Start the Coverage Audit

Footnotes

  1. The duty of utmost good faith (uberrimae fidei) in insurance originates in Carter v Boehm (1766) 3 Burr 1905 and has been developed through substantial case law. For current English law, see Insurance Act 2015 (UK), Sections 3-8 (the duty of fair presentation). For EU equivalents: German Versicherungsvertragsgesetz (VVG), Sections 19-22; French Code des assurances Article L.113-2; Dutch Civil Code (BW), Book 7, Articles 928-930.
  2. Insurance Act 2015 (UK). The Act replaced the Marine Insurance Act 1906 regime from 12 August 2016. Section 8 sets out the proportionate remedies for qualifying breaches of the duty of fair presentation. For a non-qualifying breach (neither deliberate nor reckless), the insurer's remedy is limited to what it would have done if the fair presentation had been made: declining to write the risk, adding terms, or charging a higher premium.
  3. For evidence of AI exclusion activity in the US market: AIG has filed endorsements in multiple states under ISO form language limiting coverage for losses arising from autonomous AI decisions. WR Berkley CEO William Berkley stated publicly in October 2023 that the company viewed AI as a largely uninsurable risk under existing cyber forms. Great American Insurance has added AI operational risk exclusions to standard E&O renewals. Similar trends are being tracked by the Insurance Information Institute's AI and Insurance working group.

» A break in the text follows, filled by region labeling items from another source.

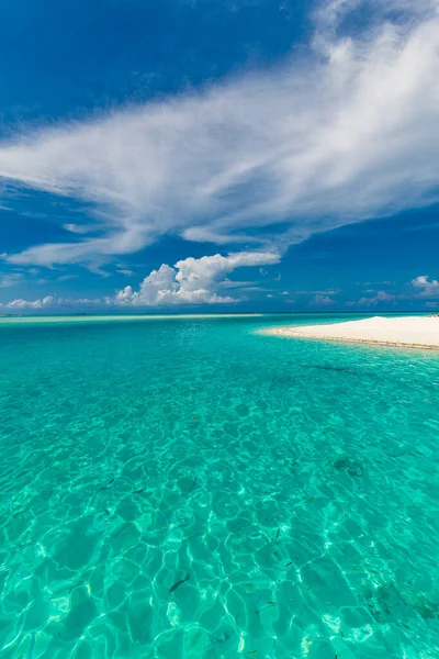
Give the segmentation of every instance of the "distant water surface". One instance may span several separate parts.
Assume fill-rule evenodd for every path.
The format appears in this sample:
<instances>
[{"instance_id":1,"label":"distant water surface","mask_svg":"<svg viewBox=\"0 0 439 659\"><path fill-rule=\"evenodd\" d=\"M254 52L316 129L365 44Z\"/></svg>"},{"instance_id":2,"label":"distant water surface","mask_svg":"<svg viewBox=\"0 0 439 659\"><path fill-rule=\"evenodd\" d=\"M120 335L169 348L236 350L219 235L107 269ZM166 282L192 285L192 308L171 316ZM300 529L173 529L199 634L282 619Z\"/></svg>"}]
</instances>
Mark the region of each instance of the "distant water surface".
<instances>
[{"instance_id":1,"label":"distant water surface","mask_svg":"<svg viewBox=\"0 0 439 659\"><path fill-rule=\"evenodd\" d=\"M437 659L439 354L0 320L0 659Z\"/></svg>"}]
</instances>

  4. German Versicherungsvertragsgesetz (VVG), Section 19 (Anzeigepflicht): the policyholder must report all circumstances known to them at the time of the application that are material to the insurer's acceptance of the risk. Section 21 provides remedies for breach including avoidance, withdrawal, and premium adjustment. French Code des assurances Article L.113-8: the insurer may void the contract for wilful misrepresentation or omission. Article L.113-9: for non-wilful misrepresentation, the insurer may cancel the contract or reduce the indemnity proportionately to the premium charged versus what would have been charged.

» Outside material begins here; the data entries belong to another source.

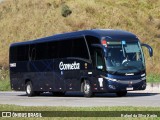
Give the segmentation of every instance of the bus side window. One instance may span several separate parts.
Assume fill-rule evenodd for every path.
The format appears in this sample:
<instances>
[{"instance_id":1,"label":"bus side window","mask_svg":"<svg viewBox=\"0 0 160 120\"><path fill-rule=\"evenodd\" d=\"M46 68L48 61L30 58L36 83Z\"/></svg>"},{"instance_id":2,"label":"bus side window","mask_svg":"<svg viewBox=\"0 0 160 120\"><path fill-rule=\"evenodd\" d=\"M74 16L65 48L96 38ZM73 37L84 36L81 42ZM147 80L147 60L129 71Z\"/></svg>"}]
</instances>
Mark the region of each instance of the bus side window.
<instances>
[{"instance_id":1,"label":"bus side window","mask_svg":"<svg viewBox=\"0 0 160 120\"><path fill-rule=\"evenodd\" d=\"M96 49L94 56L95 56L96 69L104 70L105 65L104 65L104 59L103 59L103 56L102 56L101 49Z\"/></svg>"}]
</instances>

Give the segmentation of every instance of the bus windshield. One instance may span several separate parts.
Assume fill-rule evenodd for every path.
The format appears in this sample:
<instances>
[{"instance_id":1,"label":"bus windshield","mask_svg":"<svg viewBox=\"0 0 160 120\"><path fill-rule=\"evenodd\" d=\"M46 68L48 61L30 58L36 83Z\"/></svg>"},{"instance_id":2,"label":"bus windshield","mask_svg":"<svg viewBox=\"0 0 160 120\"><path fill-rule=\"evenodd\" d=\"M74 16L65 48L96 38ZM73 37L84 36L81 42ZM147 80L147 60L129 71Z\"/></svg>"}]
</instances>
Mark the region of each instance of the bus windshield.
<instances>
[{"instance_id":1,"label":"bus windshield","mask_svg":"<svg viewBox=\"0 0 160 120\"><path fill-rule=\"evenodd\" d=\"M145 69L138 41L107 41L107 71L112 74L134 74Z\"/></svg>"}]
</instances>

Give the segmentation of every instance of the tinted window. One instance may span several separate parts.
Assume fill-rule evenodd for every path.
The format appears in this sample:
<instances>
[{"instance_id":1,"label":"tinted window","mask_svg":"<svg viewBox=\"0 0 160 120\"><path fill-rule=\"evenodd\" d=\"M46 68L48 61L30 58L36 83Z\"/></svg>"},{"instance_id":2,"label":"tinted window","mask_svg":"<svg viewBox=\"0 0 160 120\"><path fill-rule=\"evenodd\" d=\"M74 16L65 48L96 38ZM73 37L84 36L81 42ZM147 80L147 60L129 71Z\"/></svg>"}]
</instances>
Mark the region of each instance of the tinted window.
<instances>
[{"instance_id":1,"label":"tinted window","mask_svg":"<svg viewBox=\"0 0 160 120\"><path fill-rule=\"evenodd\" d=\"M28 57L28 45L14 46L10 49L11 61L26 61Z\"/></svg>"}]
</instances>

  5. Counterpart Affirmative AI Coverage launched November 2025. Scope: Miscellaneous Professional Liability and Allied Health with Tech E&O insuring agreement. Backing: Aspen, Markel, Westfield Specialty. HSB AI Liability Insurance for Small Business launched March 2026 (HSB is a Munich Re subsidiary). For current European market listings, see agentinsured.eu AI liability insurance market map 2026.
  6. Regulation (EU) 2024/1689 (EU AI Act). Article 26 sets out deployer obligations for high-risk AI systems including: taking appropriate technical and organisational measures to ensure use in accordance with instructions; assigning human oversight to natural persons with competence and authority; monitoring operation; suspending use where risk is identified; and keeping logs where the system provides for automated log-keeping. The documentation requirements under Article 26(1)(a) overlap substantially with the information an insurer requires for an AI-specific underwriting submission.